Dessa vez não morde o isco. Não grita ou pragueja ou refere todas as maneiras como a amaldiçoou, mas ele deve perceber o esforço no seu rosto, porque ri, de forma suave e arejada, como uma brisa.

— Vem — diz a sombra, oferendo o braço. — Acompanho-te.

Não diz que a acompanha a casa. E, se fosse meio-dia, recusaria a oferta, só para o contrariar. (Claro que, se fosse meio-dia, a escuridão não estaria ali.) Mas é tarde, e só um tipo de mulher anda pela rua de noite.

Addie aprendeu que as mulheres — pelo menos as mulheres de uma certa classe — nunca se aventuram a andar sozinhas, nem durante o dia. Ficam resguardadas em casa, como plantas envasadas, enfiadas por detrás das cortinas dos seus lares. E, quando saem, andam em grupos, seguras dentro das gaiolas da companhia umas das outras e sempre à luz do dia.

Andar sozinha de manhã é um escândalo, mas andar sozinha de noite é outra coisa. Addie sabe. Sentiu os olhares alheios, os juízos de valor, de todos os lados. As mulheres desprezam-na das janelas, os homens tentam comprá-la nas ruas, e os devotos procuram salvar-lhe a alma, como se não a tivesse já vendido. Disse sim à igreja, mais de uma vez, mas apenas para conseguir abrigo, nunca pela salvação.

— Então? — pergunta a sombra, estendendo o braço. Talvez esteja mais só do que admitiria. Talvez a companhia de um inimigo seja melhor do que nenhuma

Addie não aceita o braço dele, mas começa a andar e não precisa de olhar para ver que ele a segue. Os sapatos ecoam suavemente no empedrado, e uma suave brisa comprime-a como uma mão pousada nas costas.

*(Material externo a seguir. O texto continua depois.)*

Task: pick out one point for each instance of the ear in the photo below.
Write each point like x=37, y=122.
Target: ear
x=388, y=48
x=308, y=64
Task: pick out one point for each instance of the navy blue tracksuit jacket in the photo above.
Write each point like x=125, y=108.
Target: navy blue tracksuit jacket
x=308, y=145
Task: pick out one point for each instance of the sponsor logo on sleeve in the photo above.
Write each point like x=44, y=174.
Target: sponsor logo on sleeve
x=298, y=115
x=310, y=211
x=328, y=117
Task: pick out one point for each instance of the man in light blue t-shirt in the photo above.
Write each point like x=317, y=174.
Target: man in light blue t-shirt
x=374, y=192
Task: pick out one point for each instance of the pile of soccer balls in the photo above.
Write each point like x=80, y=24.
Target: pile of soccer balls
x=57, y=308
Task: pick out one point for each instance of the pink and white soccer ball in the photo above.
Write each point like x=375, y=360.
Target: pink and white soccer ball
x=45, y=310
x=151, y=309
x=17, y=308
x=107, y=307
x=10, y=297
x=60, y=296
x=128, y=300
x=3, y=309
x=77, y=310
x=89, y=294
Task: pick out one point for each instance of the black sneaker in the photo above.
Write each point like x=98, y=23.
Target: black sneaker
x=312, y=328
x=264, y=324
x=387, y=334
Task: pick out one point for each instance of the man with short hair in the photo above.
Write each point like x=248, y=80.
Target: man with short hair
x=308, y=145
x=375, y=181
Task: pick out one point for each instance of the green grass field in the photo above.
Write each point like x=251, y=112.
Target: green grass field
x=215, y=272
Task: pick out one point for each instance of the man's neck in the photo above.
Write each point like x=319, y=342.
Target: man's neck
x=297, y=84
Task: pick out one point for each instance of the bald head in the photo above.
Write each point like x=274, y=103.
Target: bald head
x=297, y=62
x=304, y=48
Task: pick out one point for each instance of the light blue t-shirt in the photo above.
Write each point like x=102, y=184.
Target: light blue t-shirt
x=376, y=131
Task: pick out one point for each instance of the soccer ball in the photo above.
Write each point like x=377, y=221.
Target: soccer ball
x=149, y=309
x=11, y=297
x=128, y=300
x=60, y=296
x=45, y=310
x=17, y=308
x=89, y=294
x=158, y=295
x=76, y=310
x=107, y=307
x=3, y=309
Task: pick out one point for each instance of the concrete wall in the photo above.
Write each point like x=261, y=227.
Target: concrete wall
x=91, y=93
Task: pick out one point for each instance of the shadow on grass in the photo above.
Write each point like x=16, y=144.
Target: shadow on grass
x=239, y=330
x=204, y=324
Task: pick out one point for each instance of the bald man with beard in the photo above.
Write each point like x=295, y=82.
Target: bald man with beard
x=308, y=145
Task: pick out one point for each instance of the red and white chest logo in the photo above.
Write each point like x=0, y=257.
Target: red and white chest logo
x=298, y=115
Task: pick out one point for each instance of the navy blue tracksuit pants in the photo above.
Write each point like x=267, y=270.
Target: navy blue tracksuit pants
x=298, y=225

Caminham em silêncio, até ela não conseguir aguentar mais. Até a sua determinação lhe escapar e olhar e o ver, com a cabeça ligeiramente inclinada para trás, as pestanas negras a aflorarem as suas belas faces enquanto respira, na noite, por mais fétida que esta seja. Um sorriso subtil naqueles lábios, como se estivesse perfeitamente à vontade. A sua própria imagem faz troça dela, mesmo quando os contornos estão esbatidos, escuro sobre escuro, fumo sobre sombra, uma recordação do que é e do que não é.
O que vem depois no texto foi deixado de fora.